Projektbeschreibung
Kontext
IMS:Gear ist stark von der Automobilindustrie abhängig und steht damit vor Herausforderungen wie globalem Wettbewerb und technologischen Umbrüchen. Um langfristig wettbewerbsfähig zu bleiben, möchte das Unternehmen neue Märkte erschließen. Die vorhandenen Kompetenzen – darunter kreislauffähige und kompakte Antriebstechnik sowie Condition Monitoring – bieten hierfür eine solide Grundlage.
Die Transformation erfordert jedoch eine umfassende Anpassung des Betriebsmodells, einschließlich Produkten, Prozessen und Organisationsstrukturen. Ein besonderer Fokus liegt auf der frühzeitigen und systematischen Einbindung des Betriebsrats, um die Interessen der Beschäftigten zu sichern und deren Wissen aktiv zu nutzen.

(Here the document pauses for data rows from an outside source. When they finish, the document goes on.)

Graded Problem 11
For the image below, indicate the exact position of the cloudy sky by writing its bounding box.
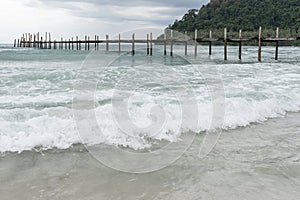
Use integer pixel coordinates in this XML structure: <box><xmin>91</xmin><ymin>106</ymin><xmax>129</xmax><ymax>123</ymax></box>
<box><xmin>0</xmin><ymin>0</ymin><xmax>209</xmax><ymax>43</ymax></box>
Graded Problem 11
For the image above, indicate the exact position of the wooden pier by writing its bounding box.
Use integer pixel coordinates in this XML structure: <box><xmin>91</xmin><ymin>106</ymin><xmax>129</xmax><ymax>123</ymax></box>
<box><xmin>14</xmin><ymin>27</ymin><xmax>300</xmax><ymax>62</ymax></box>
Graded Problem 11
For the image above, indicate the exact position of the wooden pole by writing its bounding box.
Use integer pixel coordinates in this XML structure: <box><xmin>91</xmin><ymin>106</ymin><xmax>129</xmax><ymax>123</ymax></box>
<box><xmin>194</xmin><ymin>29</ymin><xmax>198</xmax><ymax>56</ymax></box>
<box><xmin>95</xmin><ymin>35</ymin><xmax>97</xmax><ymax>51</ymax></box>
<box><xmin>132</xmin><ymin>33</ymin><xmax>135</xmax><ymax>55</ymax></box>
<box><xmin>208</xmin><ymin>31</ymin><xmax>212</xmax><ymax>55</ymax></box>
<box><xmin>106</xmin><ymin>35</ymin><xmax>109</xmax><ymax>51</ymax></box>
<box><xmin>164</xmin><ymin>30</ymin><xmax>167</xmax><ymax>56</ymax></box>
<box><xmin>258</xmin><ymin>26</ymin><xmax>262</xmax><ymax>62</ymax></box>
<box><xmin>76</xmin><ymin>36</ymin><xmax>79</xmax><ymax>51</ymax></box>
<box><xmin>49</xmin><ymin>32</ymin><xmax>51</xmax><ymax>49</ymax></box>
<box><xmin>184</xmin><ymin>31</ymin><xmax>187</xmax><ymax>56</ymax></box>
<box><xmin>44</xmin><ymin>32</ymin><xmax>48</xmax><ymax>49</ymax></box>
<box><xmin>84</xmin><ymin>36</ymin><xmax>87</xmax><ymax>51</ymax></box>
<box><xmin>72</xmin><ymin>37</ymin><xmax>74</xmax><ymax>50</ymax></box>
<box><xmin>170</xmin><ymin>30</ymin><xmax>173</xmax><ymax>56</ymax></box>
<box><xmin>275</xmin><ymin>27</ymin><xmax>279</xmax><ymax>60</ymax></box>
<box><xmin>118</xmin><ymin>34</ymin><xmax>121</xmax><ymax>53</ymax></box>
<box><xmin>224</xmin><ymin>28</ymin><xmax>227</xmax><ymax>60</ymax></box>
<box><xmin>40</xmin><ymin>36</ymin><xmax>43</xmax><ymax>49</ymax></box>
<box><xmin>239</xmin><ymin>30</ymin><xmax>242</xmax><ymax>60</ymax></box>
<box><xmin>147</xmin><ymin>34</ymin><xmax>150</xmax><ymax>55</ymax></box>
<box><xmin>24</xmin><ymin>33</ymin><xmax>28</xmax><ymax>47</ymax></box>
<box><xmin>150</xmin><ymin>33</ymin><xmax>153</xmax><ymax>56</ymax></box>
<box><xmin>97</xmin><ymin>35</ymin><xmax>100</xmax><ymax>51</ymax></box>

Das Projekt wird gemeinsam mit Fraunhofer IAO, Betriebsräten sowie der IG Metall Villingen-Schwenningen durchgeführt und verfolgt das Ziel, einen übertragbaren Ansatz für Transformationsprozesse zu entwickeln.
Fragestellung
Zentrale Fragestellung ist, wie IMS:Gear seine bestehenden technologischen und organisatorischen Kompetenzen nutzen kann, um erfolgreich neue Branchen zu erschließen und nachhaltige Lösungen zu entwickeln.
Dabei steht im Fokus, wie eine strategische Branchendiversifizierung gestaltet werden kann, die sowohl wirtschaftliche Stabilität als auch Beschäftigungssicherung gewährleistet. Ein weiterer zentraler Aspekt ist die Frage, wie der Betriebsrat effektiv und systematisch in Transformationsprozesse integriert werden kann, sodass seine Perspektiven frühzeitig berücksichtigt werden und er aktiv zur Gestaltung beiträgt.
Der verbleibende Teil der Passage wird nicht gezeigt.